The capital of New-Zealand, Wellington
Indeed, there is a connection between the name of the city and the 1st Duke of Wellington. The first settlers named the town after the duke in 1840 as the duke supported the colonisation principles of the New Zealand Company.
Oh yes, there is definitely a connection between the boots and the Duke.
During the 18th century there were two styles of boot which were fashionable: the English, John Bull (or tall boot) and the Hessian boot – also called the Souvaroff boot.
The latter was worn by German soldiers in the 18th century and has become fashionable in England during the Regency period among aristocrats and dandies. The Hessian boots had a low heel, semi-pointed toes, reached just below the knee and had a decorative tassel at the top of each shaft with a V-notch in front.
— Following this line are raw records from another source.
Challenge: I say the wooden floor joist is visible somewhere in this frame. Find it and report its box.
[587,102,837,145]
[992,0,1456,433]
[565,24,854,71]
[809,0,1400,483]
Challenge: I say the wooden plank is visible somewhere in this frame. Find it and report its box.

Wellington instructed his shoemaker, George Hoby of St James’s Street to modify the Hessian boots according to his ideas. The new boot was made of soft calfskin leather and was cut to fit more closely around the leg. The heels were low cut and the boot stopped mid calf which made the boots suitable both for riding and for an informal evening wear. No wonder that the fashion icon of the era, Beau Brummel spotted the new design instantly and made it fashionable among dandies.
How were they transformed to rubber boots?
Charles Goodyear invented the vulcanisation of rubber in 1844 and as a result more and more things were produced in rubber. Another American indusrialist, Hiram Hutchinson bought the patent to produce footwear and set up his factory in France. Rubber boots were big success, because they exchanged the wooden clogs that were not water resistants and worn by the majority of the people working on fields.
This is the only thing that does not have anything to do with the Duke. In fact, nobody knows exactly where the name of this dish comes from. According to a British journalist, the meat baked in pastry was a well-established part of English cuisine, and just like the bœuf en croûte of the French which might imply that Beef Wellington was a patriotic name of a continental dish. However, she says there are no 19th-century recipes for the dish. Moreover, the first mention of Beef Wellington is from 1903 in an American newspaper, The Los Angeles Times.
I had an idea regarding the English name of the dish. The English call the French ‘frogs’ and the French call the English ‘roast beef’ (rostbif) in return. Wouldn’t it be possible that the Duke of Wellington was hated by the French, because of the many defeats in the Napoleonic wars and they just simply started to call the Duke, ‘Wellington Beef’? However, the French are prouder than calling one of their most famous dishes after a British person…
On top of above…
…there was a battleship named after the 1st Duke of Wellington, the HMS Duke of Wellington (1852)
…there is Wellington Rocks in the High Rocks, a geological conservation review site west of Tunbridge Wells in Kent and East Sussex. In the Victorian period it was fashionable to decorate rock gardens with Wellington rocks. Perhaps the reason for calling these rocks ‘Wellington’ was that they were as hard and tough as the duke… (?)
…the Wellingtonia gigantia (or Californian redwood or Giant sequoia), the mammoth conifer which has become a very fashionable tree in Victorian gardens and which was brought to England in 1852 and named Wellingtonia by John Lindley of the Horicurtual Society to commemorate the lately deceased duke.
…there are many pubs in Britain named after the Duke of Wellington.
All in all, the Arthur Wellesley, the 1st Duke of Wellington was indeed an excellent soldier and statesman and contributed a lot to British history. No wonder his name lives on today in these things.